And it also has a confidence impact, a confidence impact that the American people see their tax dollars being frittered away in wasteful and unnecessary spending, which, by the way, Sen. Obama has engaged in heavily and Sen. Clinton has engaged in heavily. They bought in.
They're talking about change? I want change to be stop this waste of American tax dollars.
STEPHANOPOULOS: But is that really the answer to the housing crisis we're seeing right now, the credit crunch we're seeing?
MCCAIN: It is...
STEPHANOPOULOS: The anxiety Americans are feeling?
MCCAIN: Well, I think we've got to -- I'm glad we did the stimulus package. I think we need to have lower interest rates. I think we need to eliminate the AMT. I think we need to have depreciation in one year of business investment.
I think we need to reduce the corporate tax rate, which is the second highest in the world, only exceeded by Japan. I think there's a long series of steps we need to take, and many of them we haven't even contemplated yet, if necessary.
But having the impact of a tax increase is certainly not one of them. And that is what Sen. Obama and Sen. Clinton are saying.

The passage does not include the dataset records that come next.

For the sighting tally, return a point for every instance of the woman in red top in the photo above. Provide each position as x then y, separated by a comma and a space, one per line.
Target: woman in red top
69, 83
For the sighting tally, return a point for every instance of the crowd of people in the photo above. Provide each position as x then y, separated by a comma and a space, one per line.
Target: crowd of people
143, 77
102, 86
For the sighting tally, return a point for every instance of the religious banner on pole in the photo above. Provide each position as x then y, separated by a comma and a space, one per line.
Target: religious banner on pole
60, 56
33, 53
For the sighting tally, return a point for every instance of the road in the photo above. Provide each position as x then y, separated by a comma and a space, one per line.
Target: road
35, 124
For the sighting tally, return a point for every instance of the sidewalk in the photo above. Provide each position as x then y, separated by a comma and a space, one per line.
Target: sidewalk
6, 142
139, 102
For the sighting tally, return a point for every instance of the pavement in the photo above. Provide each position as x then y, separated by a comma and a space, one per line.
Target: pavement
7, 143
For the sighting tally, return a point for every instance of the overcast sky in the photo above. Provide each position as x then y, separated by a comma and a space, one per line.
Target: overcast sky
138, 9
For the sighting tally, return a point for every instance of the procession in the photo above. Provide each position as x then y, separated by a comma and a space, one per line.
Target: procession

STEPHANOPOULOS: They have also said, both Sen. Obama and Sen. Clinton have said we need a government fund to provide -- to help borrowers who are facing foreclosure on their homes. Good idea?
MCCAIN: I don't think so, yet. We have the FHA working. We have a number of institutions working with them.
But I will be glad to do whatever is necessary to relieve the burden of people who are legitimate borrowers who see their home loan interest payments so high -- mortgage payments so high that they can't afford it anymore.
But I don't want to reward people who engaged in speculation. And I certainly don't want to reward institutions that engaged in the practice of lending people that couldn't afford to pay back the loans.
STEPHANOPOULOS: But you're open to helping homeowners?
MCCAIN: I am open to helping homeowners. I would rely to a large degree on the situation (inaudible) but also people like Secretary of Treasury Paulson, who the financial markets and a lot of us have a great deal of faith in. If more needs to be done, I'm for doing more.
STEPHANOPOULOS: You mentioned earlier that we needed lower interest rates. Do you believe that Ben Bernanke has been too slow off the mark?
MCCAIN: It's hard for me to make the judgment. Usually these judgments are made in the rear-view mirror, as we know.
But I personally would have liked to have seen those rate cuts earlier. A lot of the people that I respect that are advising me, like Phil Gramm and Jack Kemp and so many others that are in our team, on our team, said that they would have liked to have seen it earlier.
So I guess I would have to say I would have liked to have seen faster rate cuts and earlier than they were done by him. That doesn't mean I want him fired; it doesn't mean that I've lost confidence in...
STEPHANOPOULOS: Re-appoint him if you're elected?
MCCAIN: Oh, I think that those terms of office are...
STEPHANOPOULOS: In 2010.
MCCAIN: In 2010, I would have to consider that at the time, obviously.
STEPHANOPOULOS: How about on the issue of climate change? Because you and Sen. [Joe] Lieberman [I-Conn.] have come out for a bill which would have mandatory reductions in greenhouse gases.
MCCAIN: Gradual reductions, yes.
STEPHANOPOULOS: But they are mandatory.